Signal transduction happens in a lot of steps, called a cascade, to gain more control, to
get more amplified. Because more complexity equals more specificity.
Receptors;
The receptors to which ligands can bind can either be on the membrane, in the cytosol
or in the nucleus. Ligands that are hydrophobic and can pass through the membrane
on its own, bind to the cytosol- or nucleus receptors. Ligands that are hydrophilic and
cannot pass through the membrane need to bind to the membrane receptors to pass
through.
Membrane receptors lead to a rapid response, and cytosol- or nucleus receptors lead
to a slower response.
The four types of membrane receptors:
- Receptor channels, found mostly in nerve and muscles. The channel is only
opened when a ligand binds to it, and is closed when the ligand leaves or when an
antagonist binds to the channel. This is the most rapid way to get ions in or out of
the cell (electrical signaling)
- G protein, most signal transduction use a G-protein. The G-protein is also coupled
to a GPCR (G-protein coupled receptor), when a ligand binds to the GPCR the G-
protein is activated. G-proteins can either bind with adenylyl cyclase, this converts
ATP to three times cAMP. These cAMP activate kinase proteins that can
phosphorylate other proteins. G-proteins can also activate phospholipase C (PLC).
PLC converts membrane phospholipids into IP3 and diacylglycerol (DAG). DAG also
activates kinases to phosphates other proteins. And IP3 releases Ca2+ from
organelle which creates a Ca2+ signal, this signal is called the calcium spark.
- Receptor-enzyme, when a ligand binds to the receptor, the intercellular enzyme
attached is activated.
- Intergin-receptor, when a ligand binds to the receptor, the cytoskeleton it is
attached to alters.
Signal molecules:
Gases that are dissolvable and suitable for short-acting paracrines or autocrines;
- Nitric oxide (NO), acts as a neurotransmitter and a neuromodulator in the brain. And
activates guanylyl cyclase.
- Carbon monoxide (CO), also activates guanylyl cyclase.

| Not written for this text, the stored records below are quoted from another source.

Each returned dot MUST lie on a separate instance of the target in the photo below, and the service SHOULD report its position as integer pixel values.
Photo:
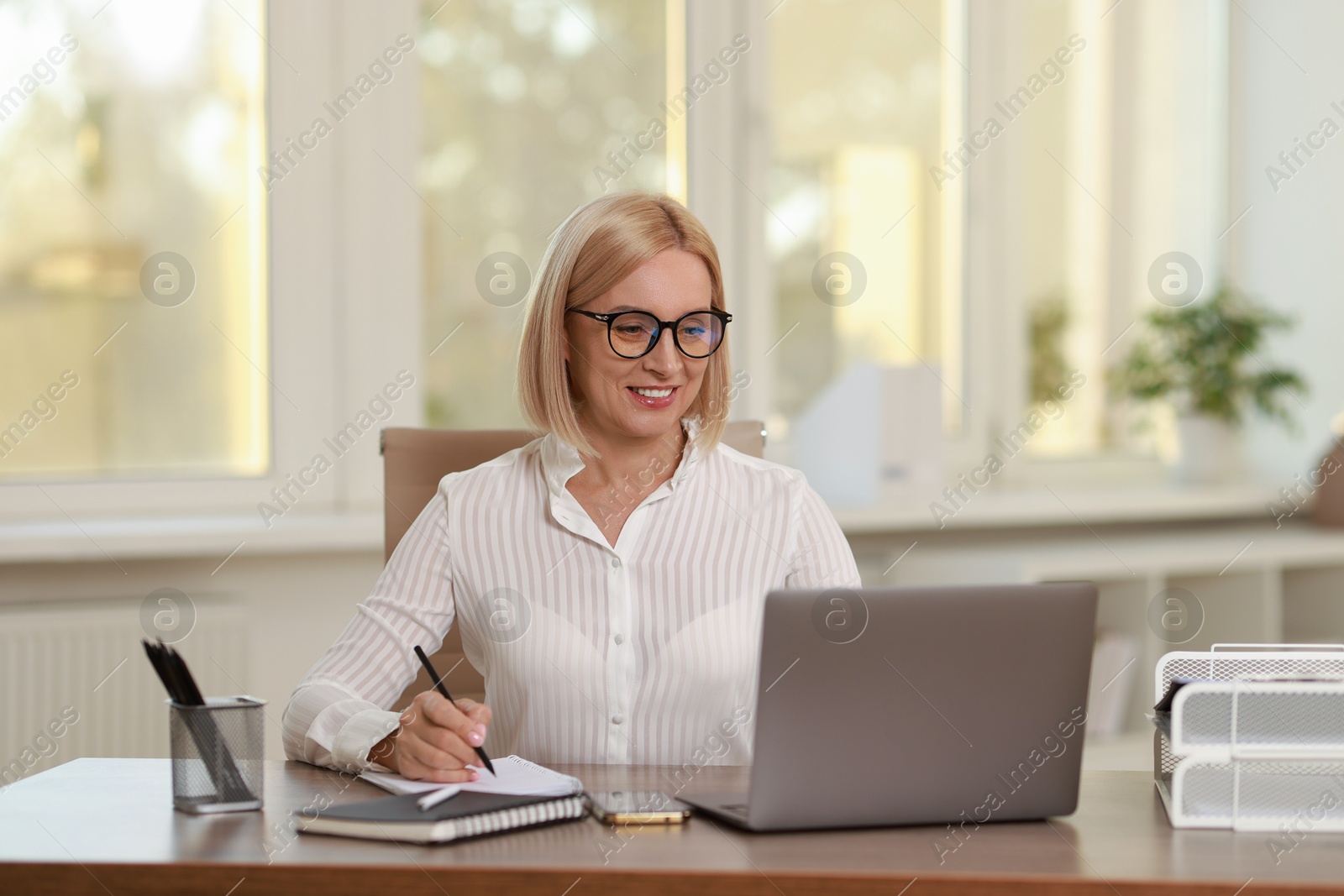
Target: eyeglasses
(635, 333)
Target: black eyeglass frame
(672, 325)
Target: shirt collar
(561, 459)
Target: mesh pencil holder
(217, 754)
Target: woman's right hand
(436, 741)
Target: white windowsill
(57, 542)
(131, 539)
(1028, 506)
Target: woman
(628, 548)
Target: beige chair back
(416, 459)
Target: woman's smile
(654, 396)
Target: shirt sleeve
(340, 708)
(822, 555)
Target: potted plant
(1205, 360)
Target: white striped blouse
(642, 653)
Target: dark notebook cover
(467, 815)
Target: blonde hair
(598, 246)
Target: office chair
(414, 459)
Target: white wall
(1285, 71)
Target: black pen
(438, 685)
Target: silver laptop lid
(914, 705)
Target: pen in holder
(217, 752)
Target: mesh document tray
(1249, 747)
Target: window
(134, 278)
(531, 109)
(862, 98)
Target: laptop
(917, 705)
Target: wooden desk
(107, 826)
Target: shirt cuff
(358, 736)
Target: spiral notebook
(515, 777)
(467, 815)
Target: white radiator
(74, 680)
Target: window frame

- Hydrogen sulfide (H2S), targets the cardiovascular system to relax blood vessels.
One ligand can have different receptors and the receptors determine the result. So
can adrenaline bind to the alpha-receptor on a blood vessel to constrict the vessel en
thus increase the blood pressure. But when adrenaline binds to the beta-receptor in
the blood vessel, the vessel dilates and thus the blood pressure decreases.
Agonist: is a type of ligand that activates the receptor.
Antagonist: is a type of ligand that blocks the receptor from binding to a agonist.
, Tonic control: is the same signal, mostly electrical signals from neurons, but the
intensity increases or decreases which determines the response.